# Heads up



## grayson (Oct 21, 2011)

I have been an avid Polaris Ranger supporter for years. Have owned three of the 6x6's and sent many people to buy them. The first two I owned were awesome machines. 

I bought my third one, a 2011 that now has 200 hours on it - I have had over $5000 in repairs with things still going wrong - replaced multiple boots and joints, spent $1600 for a new differential that blew up on me, and on and on.

I asked a friend who is the service manager for a Polaris dealer what was going on with Polaris - his answer? "they are now a piece of junk". He said Polaris has started using parts from Mexico and China and they are light weight. He said my differential blew apart because of that. He said they work on hundreds of Polaris's and they just are no longer good machines. I am going to sell mine and go to a Kubota or some other brand - 

The kicker to all of it is that Polaris could care less - I attempted to get their help and response on my issues and they totally blow off customers.

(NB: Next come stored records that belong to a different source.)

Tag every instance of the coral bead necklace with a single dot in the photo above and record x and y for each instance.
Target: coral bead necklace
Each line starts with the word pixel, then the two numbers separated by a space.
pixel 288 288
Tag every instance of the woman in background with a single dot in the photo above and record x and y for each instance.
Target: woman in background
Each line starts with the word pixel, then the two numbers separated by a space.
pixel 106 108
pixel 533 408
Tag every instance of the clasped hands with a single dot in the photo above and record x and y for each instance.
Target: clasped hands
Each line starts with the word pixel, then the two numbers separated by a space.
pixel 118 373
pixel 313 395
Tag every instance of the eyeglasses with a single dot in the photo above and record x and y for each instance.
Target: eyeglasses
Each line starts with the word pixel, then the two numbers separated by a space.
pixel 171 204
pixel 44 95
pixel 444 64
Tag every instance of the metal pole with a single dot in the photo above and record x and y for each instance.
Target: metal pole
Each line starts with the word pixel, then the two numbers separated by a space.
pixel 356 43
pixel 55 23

Before anyone goes out and buys one of the new units I just thought I would share this info with you.


----------



## g2outfitter (Jul 21, 2009)

Thanks for heads up I know now it will be Kubota or Honda

Sent from my SAMSUNG-SGH-I747 using Tapatalk 2


----------



## Hotrod (Oct 11, 2006)

Id have to beg to differ, not doubting, but would need more than just a friends info.


----------



## berto (Oct 14, 2004)

Man mines been a excellent machine


----------



## grayson (Oct 21, 2011)

Hotrod said:


> Id have to beg to differ, not doubting, but would need more than just a friends info.


He is not just a friend - he is the service manager for a Polaris dealership - worked on Polaris Rangers for years - just passing on what the man told me


----------



## Hotrod (Oct 11, 2006)

Yeah Berto, I have punished mine in the time I have had it. So far so good. And my definition of punishing them is totally different from others lol


----------



## Profish00 (May 21, 2004)

oh my


----------



## grayson (Oct 21, 2011)

keep in mind he is talking about the newer models - 2010's and newer - I had two of the older models and loved them - no issues - 

go look on other Polaris forums and you will find some of the same information - the quality has changed


----------



## mhooper (Dec 10, 2012)

There is always a chance of getting a lemon.


----------